The Olive Ridley Sea Turtle Mature turtles are relatively small, weighing on average about 45 kg, 100 kg, for example. The morphology and size of the Olive Ridley varies from one region to another. Nesting female size between 22 and 32 inches, where they are considered the largest animal found in the Pacific coast of Mexican city. Sea turtles are often five pairs of ribs, rib bones, called the shields of the carapace, but the number varies as they mature.
Some of these turtles have as many as nine pairs coastal scutes. All four flippers have visible one or two claws. The shell Olive Ridley Pacific is greater in height than other turtle population groups. The Western Atlantic Olive Ridley is normally darker than the eastern Pacific Olive Ridley.

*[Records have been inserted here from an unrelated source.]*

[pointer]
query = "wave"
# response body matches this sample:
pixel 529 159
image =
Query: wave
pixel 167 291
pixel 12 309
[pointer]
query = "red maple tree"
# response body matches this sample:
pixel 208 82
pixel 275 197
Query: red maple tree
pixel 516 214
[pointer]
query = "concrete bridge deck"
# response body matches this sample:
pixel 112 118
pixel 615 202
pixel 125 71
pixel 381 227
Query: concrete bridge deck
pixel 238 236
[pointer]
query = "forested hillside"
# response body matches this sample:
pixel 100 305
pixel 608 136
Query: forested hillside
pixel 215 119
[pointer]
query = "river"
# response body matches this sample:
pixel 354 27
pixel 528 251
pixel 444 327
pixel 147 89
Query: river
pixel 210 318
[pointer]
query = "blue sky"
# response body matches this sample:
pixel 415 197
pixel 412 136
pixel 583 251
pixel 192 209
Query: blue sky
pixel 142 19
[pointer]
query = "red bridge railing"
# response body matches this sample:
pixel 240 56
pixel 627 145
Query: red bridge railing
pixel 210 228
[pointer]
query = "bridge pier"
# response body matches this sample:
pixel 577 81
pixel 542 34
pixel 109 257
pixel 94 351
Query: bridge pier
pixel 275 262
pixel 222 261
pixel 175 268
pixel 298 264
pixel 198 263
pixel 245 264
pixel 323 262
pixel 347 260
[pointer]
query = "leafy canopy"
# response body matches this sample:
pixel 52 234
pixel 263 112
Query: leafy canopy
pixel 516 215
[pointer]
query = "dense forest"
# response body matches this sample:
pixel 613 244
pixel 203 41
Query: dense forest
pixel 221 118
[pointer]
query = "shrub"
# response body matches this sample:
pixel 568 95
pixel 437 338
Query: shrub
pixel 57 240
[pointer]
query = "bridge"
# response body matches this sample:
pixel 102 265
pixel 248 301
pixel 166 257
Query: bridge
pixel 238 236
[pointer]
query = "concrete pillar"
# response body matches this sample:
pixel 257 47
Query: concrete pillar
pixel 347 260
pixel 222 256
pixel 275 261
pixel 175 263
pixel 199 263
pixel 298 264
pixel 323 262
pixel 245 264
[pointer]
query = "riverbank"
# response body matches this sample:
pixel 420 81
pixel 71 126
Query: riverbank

The Olive Ridley is generally carnivorous and feed on creatures like snails, jellyfish, shrimp and crabs. They will occasionally eat algae and seaweed as well. Hatchlings, most of which die before reaching the ocean, and are preyed by raccoons, pigs, snakes, and birds. Adult turtle are often taken by sharks.
The major reason for the historical decline of this species in the world is a continuous collection of eggs and killing adults for their flesh. These threats will carry on in some parts of the world today, dejection efforts to restore this species.